When you finish this course you will be able to:
- Summarize the most prevalent risk factors for healthcare-associated infections (HAIs) and their related sites of infection.
- Identify and explain the seven elements of infection control presented in the New York State Infection Control Syllabus, including sepsis.
- Recall and explain each of the six links in the Chain of Infection.
- Describe prevention strategies in terms of Standard and Universal Precautions, Transmission-Based Precautions, Contact Precautions, Droplet Precautions, and Airborne Precautions.
- Explain both the importance and practice of hand hygiene in preventing HAIs.
- Discuss safe injection practices and sharps disposal as they relate to both patient and worker health.
- Outline the use of engineering and work practice controls to reduce the opportunity for exposure to potentially infectious material.
- Demonstrate the selection and use of personal protective equipment (PPE).
- Define the principles and practices for cleaning, disinfection, and sterilization.
- State the scope and prevalence of the sepsis in the United States and New York State.
- Describe New York state Sepsis Improvement Initiative and Rory Staunton’s law.
- Discuss the most common causes of sepsis.

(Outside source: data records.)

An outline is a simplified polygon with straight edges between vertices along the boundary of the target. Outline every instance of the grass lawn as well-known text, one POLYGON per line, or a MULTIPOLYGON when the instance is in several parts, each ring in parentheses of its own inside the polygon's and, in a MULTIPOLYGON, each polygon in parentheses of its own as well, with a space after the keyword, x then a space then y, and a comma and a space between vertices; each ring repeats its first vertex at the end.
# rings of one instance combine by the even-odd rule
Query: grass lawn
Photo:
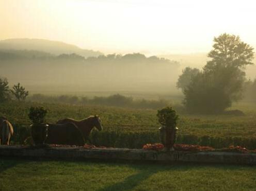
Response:
POLYGON ((256 166, 0 159, 0 190, 244 190, 256 166))

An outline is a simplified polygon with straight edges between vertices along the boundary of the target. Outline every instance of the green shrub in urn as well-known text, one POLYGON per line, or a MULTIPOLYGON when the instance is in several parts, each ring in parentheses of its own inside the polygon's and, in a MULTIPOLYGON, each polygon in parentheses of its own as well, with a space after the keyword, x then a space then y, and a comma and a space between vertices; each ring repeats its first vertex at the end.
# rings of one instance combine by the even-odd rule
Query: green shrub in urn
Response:
POLYGON ((42 107, 31 107, 29 109, 28 117, 33 124, 40 124, 45 123, 47 110, 42 107))
POLYGON ((157 111, 158 122, 162 125, 159 128, 161 142, 167 151, 173 149, 179 116, 172 108, 167 107, 157 111))
POLYGON ((48 125, 45 124, 47 110, 42 107, 31 107, 28 117, 32 121, 31 135, 36 146, 45 145, 44 142, 47 135, 48 125))
POLYGON ((157 116, 159 123, 167 128, 175 128, 177 125, 179 116, 172 108, 167 107, 157 111, 157 116))

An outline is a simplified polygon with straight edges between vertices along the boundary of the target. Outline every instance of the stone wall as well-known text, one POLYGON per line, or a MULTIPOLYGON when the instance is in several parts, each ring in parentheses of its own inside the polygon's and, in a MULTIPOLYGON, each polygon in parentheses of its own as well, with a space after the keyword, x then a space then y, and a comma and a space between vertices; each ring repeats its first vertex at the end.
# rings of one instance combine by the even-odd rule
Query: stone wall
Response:
POLYGON ((0 157, 15 158, 122 160, 162 162, 256 164, 256 154, 225 152, 182 152, 126 148, 50 147, 35 148, 21 146, 0 145, 0 157))

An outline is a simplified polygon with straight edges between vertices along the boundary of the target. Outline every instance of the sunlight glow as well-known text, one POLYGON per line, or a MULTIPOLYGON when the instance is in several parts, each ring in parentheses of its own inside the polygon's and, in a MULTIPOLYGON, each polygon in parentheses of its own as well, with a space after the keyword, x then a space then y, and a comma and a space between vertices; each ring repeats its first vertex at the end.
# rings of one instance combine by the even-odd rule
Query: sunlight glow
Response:
POLYGON ((256 46, 252 1, 0 0, 0 40, 38 38, 104 53, 208 51, 213 37, 256 46))

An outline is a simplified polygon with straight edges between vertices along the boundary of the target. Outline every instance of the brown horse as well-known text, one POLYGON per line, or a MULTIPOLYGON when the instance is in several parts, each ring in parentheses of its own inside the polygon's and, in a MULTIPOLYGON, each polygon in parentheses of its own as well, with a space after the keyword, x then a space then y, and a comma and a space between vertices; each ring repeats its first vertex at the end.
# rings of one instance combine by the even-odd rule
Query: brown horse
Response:
POLYGON ((13 135, 12 125, 5 117, 0 117, 0 145, 10 144, 11 136, 13 135))
POLYGON ((77 126, 82 132, 85 140, 89 139, 89 135, 93 127, 96 127, 99 131, 101 131, 103 128, 101 125, 101 119, 97 115, 90 116, 81 120, 76 120, 70 118, 61 119, 57 122, 57 124, 66 124, 72 123, 77 126))
POLYGON ((50 144, 84 145, 84 137, 76 126, 72 123, 48 124, 45 143, 50 144))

- State the signs and symptoms of sepsis and the importance of early recognition.
- Define severe sepsis and septic shock.
- Understand the basic principles of treatment and the need for rapid evaluation and management of sepsis.
- Educate patients and families on methods for preventing infections and illnesses that can lead to sepsis and on identifying the signs and symptoms of severe infections and when to seek care.